We shared Mary Oliver’s poetry during Lent.  This week I am sharing this poem from Denise Levertov, “On Belief in the Physical Resurrection of Jesus” because I love the realness of how she approaches both life and the good news of Easter.
 

It is for all
‘literalists of the imagination,’
poets or not,
that miracle
is possible,
possible and essential.
Are some intricate minds
nourished
on concept,
as epiphytes flourish
high in the canopy?
Can they
subsist on the light,
on the half
of metaphor that’s not
grounded in dust, grit,
heavy
carnal clay?
Do signs contain and utter,
for them
all the reality
that they need?
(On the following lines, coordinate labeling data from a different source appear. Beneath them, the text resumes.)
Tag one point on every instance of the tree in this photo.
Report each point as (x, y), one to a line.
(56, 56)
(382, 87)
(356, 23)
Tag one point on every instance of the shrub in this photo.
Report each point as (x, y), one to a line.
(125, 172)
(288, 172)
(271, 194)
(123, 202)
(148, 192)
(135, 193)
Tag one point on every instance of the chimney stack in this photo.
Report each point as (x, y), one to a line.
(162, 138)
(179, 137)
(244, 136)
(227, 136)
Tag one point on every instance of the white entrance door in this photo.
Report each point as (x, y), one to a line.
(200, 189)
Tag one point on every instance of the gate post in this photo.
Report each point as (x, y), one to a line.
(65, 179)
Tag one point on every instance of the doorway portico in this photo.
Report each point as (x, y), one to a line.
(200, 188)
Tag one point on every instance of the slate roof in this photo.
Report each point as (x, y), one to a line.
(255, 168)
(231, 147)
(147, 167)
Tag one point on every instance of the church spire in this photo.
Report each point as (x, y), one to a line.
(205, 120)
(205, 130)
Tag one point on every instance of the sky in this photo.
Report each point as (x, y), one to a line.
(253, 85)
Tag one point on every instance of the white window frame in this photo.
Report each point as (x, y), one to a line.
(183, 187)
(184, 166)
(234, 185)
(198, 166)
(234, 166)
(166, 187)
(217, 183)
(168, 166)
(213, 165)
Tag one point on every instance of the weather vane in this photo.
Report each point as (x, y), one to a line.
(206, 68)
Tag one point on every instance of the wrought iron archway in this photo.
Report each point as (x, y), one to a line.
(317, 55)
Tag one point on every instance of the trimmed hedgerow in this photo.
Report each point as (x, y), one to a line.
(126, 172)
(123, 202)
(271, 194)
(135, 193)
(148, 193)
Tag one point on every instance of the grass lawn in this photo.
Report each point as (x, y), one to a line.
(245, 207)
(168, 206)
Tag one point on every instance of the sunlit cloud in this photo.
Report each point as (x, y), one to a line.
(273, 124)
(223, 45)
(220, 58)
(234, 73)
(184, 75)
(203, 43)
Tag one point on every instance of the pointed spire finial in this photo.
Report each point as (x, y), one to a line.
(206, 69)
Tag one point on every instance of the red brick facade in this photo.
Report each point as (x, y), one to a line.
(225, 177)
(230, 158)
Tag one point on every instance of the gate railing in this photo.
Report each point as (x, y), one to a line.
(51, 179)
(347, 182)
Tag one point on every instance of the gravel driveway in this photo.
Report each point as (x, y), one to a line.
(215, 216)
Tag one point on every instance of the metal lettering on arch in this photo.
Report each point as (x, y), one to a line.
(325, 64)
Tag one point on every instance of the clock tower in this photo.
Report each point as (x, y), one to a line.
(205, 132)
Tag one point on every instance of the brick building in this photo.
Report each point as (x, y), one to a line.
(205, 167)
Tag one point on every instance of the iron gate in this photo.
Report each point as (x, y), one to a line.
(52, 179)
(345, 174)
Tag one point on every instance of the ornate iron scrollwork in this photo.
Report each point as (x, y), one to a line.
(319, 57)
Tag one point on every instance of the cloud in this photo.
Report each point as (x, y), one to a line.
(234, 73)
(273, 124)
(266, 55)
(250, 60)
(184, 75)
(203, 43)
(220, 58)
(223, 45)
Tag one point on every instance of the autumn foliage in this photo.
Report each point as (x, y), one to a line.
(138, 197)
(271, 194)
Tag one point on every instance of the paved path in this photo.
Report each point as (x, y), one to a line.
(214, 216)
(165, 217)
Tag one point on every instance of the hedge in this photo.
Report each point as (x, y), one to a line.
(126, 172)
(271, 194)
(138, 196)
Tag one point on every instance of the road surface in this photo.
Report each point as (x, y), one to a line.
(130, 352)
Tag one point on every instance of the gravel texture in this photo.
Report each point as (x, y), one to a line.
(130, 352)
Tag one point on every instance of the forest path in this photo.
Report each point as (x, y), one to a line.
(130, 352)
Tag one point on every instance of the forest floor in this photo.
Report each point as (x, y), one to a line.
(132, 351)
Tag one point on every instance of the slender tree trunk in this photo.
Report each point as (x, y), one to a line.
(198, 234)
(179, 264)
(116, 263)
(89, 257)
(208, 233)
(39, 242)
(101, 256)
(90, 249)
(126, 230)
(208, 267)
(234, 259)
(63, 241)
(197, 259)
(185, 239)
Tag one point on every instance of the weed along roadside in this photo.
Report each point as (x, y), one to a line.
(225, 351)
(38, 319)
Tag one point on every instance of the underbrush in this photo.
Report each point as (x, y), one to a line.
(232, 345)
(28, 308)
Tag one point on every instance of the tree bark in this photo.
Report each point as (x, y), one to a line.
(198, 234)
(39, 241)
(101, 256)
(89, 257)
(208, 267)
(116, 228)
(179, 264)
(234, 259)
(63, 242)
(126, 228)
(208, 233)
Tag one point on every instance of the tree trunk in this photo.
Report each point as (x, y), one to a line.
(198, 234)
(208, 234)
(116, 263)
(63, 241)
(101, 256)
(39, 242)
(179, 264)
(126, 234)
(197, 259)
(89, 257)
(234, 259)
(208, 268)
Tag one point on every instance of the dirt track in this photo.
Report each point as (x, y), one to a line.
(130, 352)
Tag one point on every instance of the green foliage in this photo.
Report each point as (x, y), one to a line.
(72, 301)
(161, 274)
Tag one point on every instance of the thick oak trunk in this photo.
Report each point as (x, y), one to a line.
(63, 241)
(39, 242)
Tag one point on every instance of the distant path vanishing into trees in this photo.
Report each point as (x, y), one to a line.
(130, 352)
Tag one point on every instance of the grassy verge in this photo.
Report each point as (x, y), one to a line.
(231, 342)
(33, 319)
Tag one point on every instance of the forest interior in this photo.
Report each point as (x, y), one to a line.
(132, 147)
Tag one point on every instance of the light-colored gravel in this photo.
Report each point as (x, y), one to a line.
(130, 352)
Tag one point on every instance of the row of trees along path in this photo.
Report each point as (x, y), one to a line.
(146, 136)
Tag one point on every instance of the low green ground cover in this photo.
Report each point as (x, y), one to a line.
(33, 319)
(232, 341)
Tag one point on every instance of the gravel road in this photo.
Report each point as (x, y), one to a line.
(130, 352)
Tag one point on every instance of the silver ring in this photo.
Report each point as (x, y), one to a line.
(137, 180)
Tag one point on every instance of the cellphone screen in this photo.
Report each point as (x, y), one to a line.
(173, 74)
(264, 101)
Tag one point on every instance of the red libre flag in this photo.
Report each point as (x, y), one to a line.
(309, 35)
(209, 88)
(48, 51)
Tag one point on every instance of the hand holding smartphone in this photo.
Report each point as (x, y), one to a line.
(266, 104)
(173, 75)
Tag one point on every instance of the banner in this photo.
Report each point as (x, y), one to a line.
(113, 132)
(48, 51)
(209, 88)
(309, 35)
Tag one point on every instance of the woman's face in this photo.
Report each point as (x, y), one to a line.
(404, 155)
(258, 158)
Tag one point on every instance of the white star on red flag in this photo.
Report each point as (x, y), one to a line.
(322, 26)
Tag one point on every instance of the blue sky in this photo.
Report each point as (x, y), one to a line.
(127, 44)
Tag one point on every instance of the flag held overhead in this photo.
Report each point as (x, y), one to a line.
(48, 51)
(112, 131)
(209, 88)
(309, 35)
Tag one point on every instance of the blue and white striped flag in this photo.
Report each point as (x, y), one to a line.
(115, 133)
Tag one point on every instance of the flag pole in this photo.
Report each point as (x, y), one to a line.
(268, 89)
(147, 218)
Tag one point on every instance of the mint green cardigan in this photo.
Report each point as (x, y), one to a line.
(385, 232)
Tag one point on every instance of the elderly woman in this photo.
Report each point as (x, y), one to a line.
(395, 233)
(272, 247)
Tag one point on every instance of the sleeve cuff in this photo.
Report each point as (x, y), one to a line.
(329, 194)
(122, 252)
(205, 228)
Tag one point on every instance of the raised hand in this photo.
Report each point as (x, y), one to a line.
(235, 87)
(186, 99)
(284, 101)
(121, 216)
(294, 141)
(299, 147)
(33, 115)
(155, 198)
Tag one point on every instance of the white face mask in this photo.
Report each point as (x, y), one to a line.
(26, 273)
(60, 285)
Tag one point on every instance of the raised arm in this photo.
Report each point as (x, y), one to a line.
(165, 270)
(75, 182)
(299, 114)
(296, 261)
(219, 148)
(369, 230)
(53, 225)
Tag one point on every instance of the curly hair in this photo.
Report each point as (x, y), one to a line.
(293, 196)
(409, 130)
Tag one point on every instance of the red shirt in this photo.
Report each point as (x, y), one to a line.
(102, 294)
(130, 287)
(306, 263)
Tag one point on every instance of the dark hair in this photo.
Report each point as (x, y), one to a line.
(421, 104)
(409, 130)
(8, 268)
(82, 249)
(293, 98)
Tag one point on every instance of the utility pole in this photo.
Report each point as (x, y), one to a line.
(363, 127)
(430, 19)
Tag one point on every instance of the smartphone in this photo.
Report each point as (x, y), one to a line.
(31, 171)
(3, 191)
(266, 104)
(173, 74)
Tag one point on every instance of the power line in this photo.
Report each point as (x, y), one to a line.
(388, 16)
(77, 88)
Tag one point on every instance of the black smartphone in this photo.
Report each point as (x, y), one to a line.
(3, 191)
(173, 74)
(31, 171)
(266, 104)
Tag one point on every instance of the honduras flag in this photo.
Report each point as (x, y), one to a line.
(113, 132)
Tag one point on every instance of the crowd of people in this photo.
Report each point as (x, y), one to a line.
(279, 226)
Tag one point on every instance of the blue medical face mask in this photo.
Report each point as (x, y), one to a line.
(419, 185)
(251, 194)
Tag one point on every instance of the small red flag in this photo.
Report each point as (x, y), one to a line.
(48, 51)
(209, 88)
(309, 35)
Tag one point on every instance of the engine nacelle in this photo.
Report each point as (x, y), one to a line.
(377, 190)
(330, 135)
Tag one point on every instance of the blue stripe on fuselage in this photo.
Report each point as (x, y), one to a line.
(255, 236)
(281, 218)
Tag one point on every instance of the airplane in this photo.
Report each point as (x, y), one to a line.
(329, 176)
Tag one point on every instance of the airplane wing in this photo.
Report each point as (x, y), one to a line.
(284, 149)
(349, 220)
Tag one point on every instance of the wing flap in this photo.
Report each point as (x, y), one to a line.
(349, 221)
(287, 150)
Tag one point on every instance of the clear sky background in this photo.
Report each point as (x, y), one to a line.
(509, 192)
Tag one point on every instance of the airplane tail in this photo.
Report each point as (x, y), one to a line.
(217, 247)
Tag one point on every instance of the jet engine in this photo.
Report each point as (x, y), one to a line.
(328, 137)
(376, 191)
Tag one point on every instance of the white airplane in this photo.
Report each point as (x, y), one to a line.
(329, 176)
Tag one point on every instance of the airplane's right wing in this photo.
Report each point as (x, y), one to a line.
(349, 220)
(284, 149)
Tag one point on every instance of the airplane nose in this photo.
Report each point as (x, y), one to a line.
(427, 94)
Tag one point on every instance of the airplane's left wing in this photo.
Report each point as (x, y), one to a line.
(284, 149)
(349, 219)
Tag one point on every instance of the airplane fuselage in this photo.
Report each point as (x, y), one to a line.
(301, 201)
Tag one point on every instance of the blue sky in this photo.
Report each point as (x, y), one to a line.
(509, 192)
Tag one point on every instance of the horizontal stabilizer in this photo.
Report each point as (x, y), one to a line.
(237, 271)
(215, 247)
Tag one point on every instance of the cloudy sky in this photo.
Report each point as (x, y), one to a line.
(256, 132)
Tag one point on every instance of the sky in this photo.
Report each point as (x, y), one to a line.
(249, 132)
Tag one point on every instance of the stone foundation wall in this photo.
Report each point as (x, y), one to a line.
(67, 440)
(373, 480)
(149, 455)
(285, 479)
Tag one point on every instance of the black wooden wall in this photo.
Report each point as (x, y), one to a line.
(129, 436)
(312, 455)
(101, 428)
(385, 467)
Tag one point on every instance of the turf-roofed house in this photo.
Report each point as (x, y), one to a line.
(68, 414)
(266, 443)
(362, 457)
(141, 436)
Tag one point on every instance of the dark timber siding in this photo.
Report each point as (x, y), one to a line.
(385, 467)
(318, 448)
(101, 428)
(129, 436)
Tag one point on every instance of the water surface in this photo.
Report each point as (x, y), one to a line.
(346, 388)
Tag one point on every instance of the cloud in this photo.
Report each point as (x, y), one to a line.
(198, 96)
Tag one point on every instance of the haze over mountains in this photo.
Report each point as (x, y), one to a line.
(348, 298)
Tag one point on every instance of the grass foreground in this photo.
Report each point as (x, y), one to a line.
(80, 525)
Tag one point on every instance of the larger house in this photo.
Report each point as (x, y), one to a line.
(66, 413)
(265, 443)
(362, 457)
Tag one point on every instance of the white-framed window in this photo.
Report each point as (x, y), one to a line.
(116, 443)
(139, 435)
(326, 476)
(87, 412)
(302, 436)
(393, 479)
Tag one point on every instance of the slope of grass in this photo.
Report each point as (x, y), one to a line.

Resurrection, for them,
an internal power, but not
a matter of flesh?
For the others,
of whom I am one,
miracles (ultimate need, bread
of life) are miracles just because
people so tuned
to the humdrum laws:
gravity, mortality —
can’t open
to symbol’s power
unless convinced of its ground,
its roots
in bone and blood.
We must feel
the pulse in the wound
to believe
that ‘with God
all things
are possible,’
taste
bread at Emmaus
that warm hands
broke and blessed.

May Easter’s joy dawn anew in your heart, each day, in such a real explosion of hope that you too believe that “with God all things are possible.”  May you recognize, in whatever bread or meal you share, the warm blessing of Christ’s love for you and for the world.  May the Spirit quicken the pulse of the life-blood in your own heart as you reach out in love to all the world.

Christ is risen!  Christ is risen indeed!